Memory leak and poor performance i PyROOT when adding arrays to vector

Dear ROOTers,

I just found out that the workaround I’ve been using for some time (until recently, PyROOT was not able to add the contents of multidimensional numpy arrays to a multidimensional std vector) is leaking memory.

It seems that something is not dereferenced after adding a list of array.array to a vector. While creating the test code below, I also discovered that the same problem applies to directly adding numpy arrays. There is no problem when adding pure 2D python lists. Also, in the case of big array in the example, array.array and numpy array cases are much slower than the pure list.

import numpy as np
import ROOT
import array

v = ROOT.vector("vector<double>")()

for i in range(1000):
	print(i)
	a = np.arange(200000*2, dtype=np.float64).reshape(200000,2)
	a = [list(array.array('d', el)) for el in a]
	#a = [array.array('d', el) for el in a]
	v.clear()
	v+=a

To test the code above, please compare running as is, with a = [list(array.array('d', el)) for el in a] commented or the previous commented and a = [array.array('d', el) for el in a] uncommented. The two latter versions should leak memory and be much slower than the former.

The leaking version after 9 iterations consumes here 2.2 GB, while non-leaking <500 KB.


ROOT Version: 6.30/04
Platform: Fedora 38


Dear @LeWhoo ,

Thanks for reaching out! Before going forward with debugging your issue, let me try to understand your problem a bit better.

until recently, PyROOT was not able to add the contents of multidimensional numpy arrays to a multidimensional std vector

To what feature are you referring to here exactly? Could you provide a snippet of code to show me what you mean?

It seems that something is not dereferenced after adding a list of array.array to a vector

I do not understand this statement, can you elaborate? What should be “dereferenced” in your opinion?

What is the use case you are trying to solve here? Why do you need to append a type array.array into a type ROOT.std.vector[ROOT.std.vector["double"]]? What would happen in your application after this step?

Cheers,
Vincenzo

It is described in this topic:

and there was a ticket for it. If you want I can try to find it. Basically, initialising or += of a numpy >=2D array to a vector crashed. Seems to be fixed now, at least for 2D numpy arrays. Haven’t tried for 3D yet.

I understand, that the garbage collector in Python cleans up object to which there are (nearly) no references. Here, clearly, there is a memory leak, so something is not cleaned by garbage collector, and I have a feeling that the contents of the array.array are copied inside the vector, but somehow the array.array object is being held after this copying, not derefrenced.

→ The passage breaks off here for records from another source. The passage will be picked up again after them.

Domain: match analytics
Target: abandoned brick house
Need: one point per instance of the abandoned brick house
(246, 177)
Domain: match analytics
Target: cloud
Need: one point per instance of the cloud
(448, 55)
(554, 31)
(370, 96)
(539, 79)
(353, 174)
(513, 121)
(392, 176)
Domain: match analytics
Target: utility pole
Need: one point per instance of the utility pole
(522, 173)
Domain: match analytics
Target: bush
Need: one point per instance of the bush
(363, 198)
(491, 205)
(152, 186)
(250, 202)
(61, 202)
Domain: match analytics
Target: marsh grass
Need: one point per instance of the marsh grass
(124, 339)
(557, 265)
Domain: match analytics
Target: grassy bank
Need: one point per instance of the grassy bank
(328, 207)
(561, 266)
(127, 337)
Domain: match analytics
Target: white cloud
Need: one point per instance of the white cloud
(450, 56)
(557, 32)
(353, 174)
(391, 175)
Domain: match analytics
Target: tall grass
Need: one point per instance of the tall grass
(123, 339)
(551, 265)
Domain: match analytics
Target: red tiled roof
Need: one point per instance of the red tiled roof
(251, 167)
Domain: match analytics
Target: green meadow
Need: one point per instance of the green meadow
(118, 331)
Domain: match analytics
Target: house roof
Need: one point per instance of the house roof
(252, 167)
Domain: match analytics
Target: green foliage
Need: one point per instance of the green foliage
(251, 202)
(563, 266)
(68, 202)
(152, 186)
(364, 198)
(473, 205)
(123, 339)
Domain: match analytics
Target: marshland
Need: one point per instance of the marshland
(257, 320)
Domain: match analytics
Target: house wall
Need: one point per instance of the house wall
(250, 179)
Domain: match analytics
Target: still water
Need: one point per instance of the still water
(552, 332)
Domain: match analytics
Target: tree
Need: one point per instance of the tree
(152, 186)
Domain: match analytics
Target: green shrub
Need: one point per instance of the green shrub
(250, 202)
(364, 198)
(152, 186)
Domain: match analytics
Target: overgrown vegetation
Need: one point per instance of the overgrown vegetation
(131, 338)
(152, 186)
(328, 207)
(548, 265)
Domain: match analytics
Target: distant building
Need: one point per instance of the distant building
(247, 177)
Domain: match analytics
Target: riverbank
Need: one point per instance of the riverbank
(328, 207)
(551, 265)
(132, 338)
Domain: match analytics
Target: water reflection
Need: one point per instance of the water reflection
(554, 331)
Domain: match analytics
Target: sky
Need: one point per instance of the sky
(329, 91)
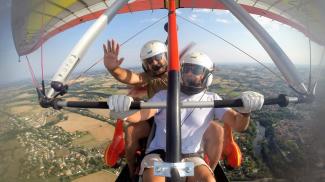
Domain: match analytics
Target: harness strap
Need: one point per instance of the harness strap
(162, 154)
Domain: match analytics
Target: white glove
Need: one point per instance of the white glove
(252, 101)
(119, 103)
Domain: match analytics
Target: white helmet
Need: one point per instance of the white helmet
(152, 48)
(198, 58)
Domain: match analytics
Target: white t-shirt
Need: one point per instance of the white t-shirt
(194, 121)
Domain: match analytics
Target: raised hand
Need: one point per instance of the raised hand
(111, 51)
(119, 103)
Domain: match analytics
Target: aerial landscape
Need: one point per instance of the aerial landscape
(43, 144)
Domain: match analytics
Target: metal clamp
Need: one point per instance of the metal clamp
(164, 168)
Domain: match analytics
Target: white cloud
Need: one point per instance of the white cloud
(193, 17)
(201, 10)
(221, 20)
(149, 20)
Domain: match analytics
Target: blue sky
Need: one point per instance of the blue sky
(124, 26)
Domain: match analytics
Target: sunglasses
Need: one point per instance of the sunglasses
(157, 57)
(194, 69)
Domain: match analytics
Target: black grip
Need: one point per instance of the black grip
(228, 103)
(282, 100)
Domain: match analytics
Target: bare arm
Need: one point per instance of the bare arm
(142, 115)
(128, 77)
(112, 64)
(238, 121)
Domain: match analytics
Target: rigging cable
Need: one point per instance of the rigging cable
(127, 40)
(31, 71)
(233, 45)
(42, 39)
(309, 84)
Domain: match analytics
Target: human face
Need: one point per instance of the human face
(157, 64)
(192, 75)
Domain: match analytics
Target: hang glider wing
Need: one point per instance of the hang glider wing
(35, 21)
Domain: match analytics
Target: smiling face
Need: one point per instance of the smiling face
(192, 75)
(157, 64)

This is also described in the post I quote at the beginning. Basically, std vector was not accepting numpy arrays with types such as uint32. It was crashing. It was, however, accepting array.array types. Thus in this line I use array.array to convert numpy array to something acceptable by ROOT std vector, as a workaround. In this example I’ve given a double which I think worked OK, but in my code I deal with unsigned ints or unsigned shorts, which were crashing. Perhaps this conversion is working well now (I need to check), but it was not at the moment of writing the post that I refer to. Anyway, thanks to this workaround, I discovered the reported memory leak and slowdown.

I confirm the bug also exists in ROOT 6.36.06.

It is a critical bug for my collaboration. It basically prevents filling of big TTrees with ND vectors from PyROOT:

  1. Memory leak kills the system when using numpy array or array.array
  2. list of lists does not work for types such as unsigned short

No PyROOT workaround comes to my mind. I’ll try to write some kind of a vector filler in C++ to be called from PyROOT. I hope it is possible.

Should I report the problem as a ROOT bug?